果てには、被爆した人や戦傷者が今もあちこち痛むと言う、その辛さの一端が分かるのではないか、この程度で大騒ぎしては申しわけないなどと、不謹慎千万な理屈さえひねり出してごまかしていた。

◆ウダウダと3週間が過ぎた今日、車で出かけようとハンドルに手を置いたら昼の日の光に浮かび上がったトゲらしきものの姿が見えた。
ようやく「よし、今日帰ったら、明るいうちに手術だ!」と決心が付いた。

「手術」敢行を後押しした出来事がもう一つある。
薬局で受け取ったレジ袋を手から取り落としたことだ。しかも立て続けに2度。
不器用な指でも動いてくれるうちに決行しなければならない。帰宅を急いだ。

………

◆帰宅後、マチ針、とげ抜き、カッターを火で消毒し拡大鏡も用意して取りかかる。
……幸い、マチ針だけによる1,2ミリの切開で事足りた。
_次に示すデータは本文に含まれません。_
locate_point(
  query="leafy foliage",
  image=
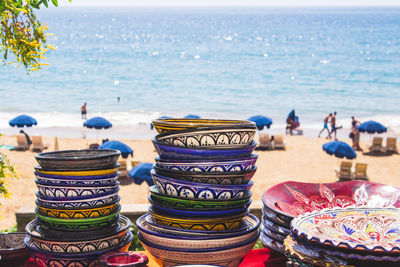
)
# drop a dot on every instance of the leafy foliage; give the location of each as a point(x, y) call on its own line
point(21, 33)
おそるおそる傷口を親指で押してみたら痛みはない。切開したことによる痛みはあるが、明日には消えているだろう。
皮下で一寸法師が針の剣を突き立てているような痛みではなくなっている。

DSCN5103-A.jpg
紅い実の頭頂にも胴の部分にも小さなトゲが生えている

◆人心地ついて思い出したのが、母方の祖父が日露戦争で受けたという銃弾のことだ。
「ジサマの体には今も鉄砲の弾が入っている」と親から繰り返し聞かされたが、祖父にそのことを確かめたことはない。祖父は平素口数の少ない人で、進んでいくさの話をしたこともない。
夏休みに母親の実家に行くと二階を格好の遊び場にしたが、その階段を上ったところに軍帽がかかっていた。軍帽の鉢巻き部分の鮮やかな紅い色とその中央正面に付いていた金色の★が今も記憶にある。

祖父は八十過ぎまで生きた。当時としては長生きしたと言って良い。
没後しばらくして行ったときに鉢巻きの鮮やかな紅に★の付いた軍帽は姿を消していた。
どこかにしまったのか、燃してしまったのか、訊いて確かめることもしなかったが、もうその二階を遊び場にすることはなかった。
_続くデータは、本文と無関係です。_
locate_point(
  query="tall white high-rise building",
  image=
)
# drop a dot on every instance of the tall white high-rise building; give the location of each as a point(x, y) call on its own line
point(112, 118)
◆祖父が従軍した日露戦争と言えば、1902(明治35)年の八甲田雪中行軍遭難は1月24日から28日にかけての事件(出発は23日)である。対露戦に備えた演習であった。

祖父も同様の行軍を経験したかどうか、遭難に際して八甲田を望む地元の若者として救援に加わるなどのことがあったかどうか、そうしたことも聞く機会はなかった。

1960年代初めころでも未だ子どもの遊びはチャンバラや戦争ごっこと決まっていたのに、地元で起きた大事件について何も知らず、頑是ないというも愚かな洟垂れ小僧であった。